Description and evaluation of an EBM curriculum using a block rotation
1 Department of Family and Community Medicine, University of California, San Francisco, San Francisco General Hospital, 1001 Potrero Avenue, Building 80/83, San Francisco, CA 94110, USA
2 Barnett-Briggs Medical Library, University of California, San Francisco, San Francisco General Hospital, 1001 Potrero Avenue, Building 30, San Francisco, CA 94110, USA
BMC Medical Education 2004, 4:19 doi:10.1186/1472-6920-4-19Published: 11 October 2004
While previous authors have emphasized the importance of integrating and reinforcing evidence-based medicine (EBM) skills in residency, there are few published examples of such curricula. We designed an EBM curriculum to train family practice interns in essential EBM skills for information mastery using clinical questions generated by the family practice inpatient service. We sought to evaluate the impact of this curriculum on interns, residents, and faculty.

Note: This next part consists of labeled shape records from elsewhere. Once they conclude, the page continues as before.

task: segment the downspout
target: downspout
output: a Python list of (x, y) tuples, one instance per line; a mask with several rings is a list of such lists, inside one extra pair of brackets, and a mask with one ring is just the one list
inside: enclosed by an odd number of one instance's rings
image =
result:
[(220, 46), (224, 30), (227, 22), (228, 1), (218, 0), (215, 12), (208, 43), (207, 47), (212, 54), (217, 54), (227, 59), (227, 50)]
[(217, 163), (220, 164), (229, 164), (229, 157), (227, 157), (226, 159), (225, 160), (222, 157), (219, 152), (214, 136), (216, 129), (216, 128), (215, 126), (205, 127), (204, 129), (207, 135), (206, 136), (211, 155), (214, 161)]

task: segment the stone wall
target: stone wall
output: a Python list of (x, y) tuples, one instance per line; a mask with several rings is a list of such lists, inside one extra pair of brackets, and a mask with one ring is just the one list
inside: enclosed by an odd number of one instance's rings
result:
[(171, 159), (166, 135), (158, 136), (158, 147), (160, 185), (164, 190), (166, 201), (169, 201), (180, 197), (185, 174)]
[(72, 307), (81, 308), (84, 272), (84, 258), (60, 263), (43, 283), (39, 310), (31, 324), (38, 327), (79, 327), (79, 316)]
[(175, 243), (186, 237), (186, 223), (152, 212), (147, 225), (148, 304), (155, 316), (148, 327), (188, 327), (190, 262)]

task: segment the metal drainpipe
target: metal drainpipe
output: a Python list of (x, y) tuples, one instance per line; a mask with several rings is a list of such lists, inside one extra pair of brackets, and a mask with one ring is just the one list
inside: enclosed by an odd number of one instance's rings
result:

Interns (n = 13) were asked to self-assess their level of confidence in basic EBM skills before and after their 2-week EBM rotation. Residents (n = 21) and faculty (n = 12) were asked to assess how often the answers provided by the EBM intern to the inpatient service changed medical care. In addition, residents were asked to report how often they used their EBM skills and how often EBM concepts and tools were used in teaching by senior residents and faculty. Faculty were asked if the EBM curriculum had increased their use of EBM in practice and in teaching.
Interns significantly increased their confidence over the course of the rotation. Residents and faculty felt that the answers provided by the EBM intern provided useful information and led to changes in patient care. Faculty reported incorporating EBM into their teaching (92%) and practice (75%). Residents reported applying the EBM skills they learned to patient care (86%) and that these skills were reinforced in the teaching they received outside of the rotation (81%). All residents and 11 of 12 faculty felt that the EBM curriculum had improved patient care.
To our knowledge, this is the first published EBM curriculum using an individual block rotation format. As such, it may provide an alternative model for teaching and incorporating EBM into a residency program.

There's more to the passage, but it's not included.